Sęga nie odpowiedział na nasze pytania w tej kwestii. Jak powiedziała nam jednak osoba znająca kulisy sprawy, jeśli Sęga odejdzie z UKE, to z własnej woli i z powodów rodzinnych. Nie zakończy też raczej związków z urzędem ostatecznie. Najprawdopodobniej będzie doradzał UKE.

Nie zmienia to faktu, że UKE będzie musiał poszukać następcy dyrektora. To o tyle problematyczne, że w Polsce nie ma wielu specjalistów od częstotliwości. Wśród kandydatów na stanowisko wymieniany był Michał Połzun, dyrektor Departamentu Telekomunikacji w Ministerstwie Cyfryzacji, ale on sam zaprzecza, jakoby planował zmianę pracy.

Częstotliwości to dziś ważny, jeśli nie najważniejszy element strategii operatorów. Są one często przedmiotem sporów i negocjacji.

Sęga jest związany z urzędem od 2001 r. (zaczynał od pracy dla poprzedników prawnych UKE: URT i URTiP). Zanim w 2004 r. został dyrektorem, był zastępcą szefa departamentu ds. zarządzania częstotliwościami.
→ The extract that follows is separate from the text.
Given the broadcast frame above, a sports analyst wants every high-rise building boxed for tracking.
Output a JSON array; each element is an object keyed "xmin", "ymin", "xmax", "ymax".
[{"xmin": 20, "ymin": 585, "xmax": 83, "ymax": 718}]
Jeszcze wcześniej pracował dla Instytutu Łączności we Wrocławiu.

W latach 2001–2006 kierował pracami zespołu przygotowującego stanowisko Polski na Regionalną Konferencję poświęconą telewizji cyfrowej (DVB-T i T-DAB). Brał udział m.in. w pracach Sektora Radiowego Międzynarodowego Związku Telekomunikacyjnego (ITUR) oraz Unii Europejskiej. Ma za sobą epizod pracy w roli eksperta ITU w charakterze doradcy Ministerstwa Telekomunikacji Indii.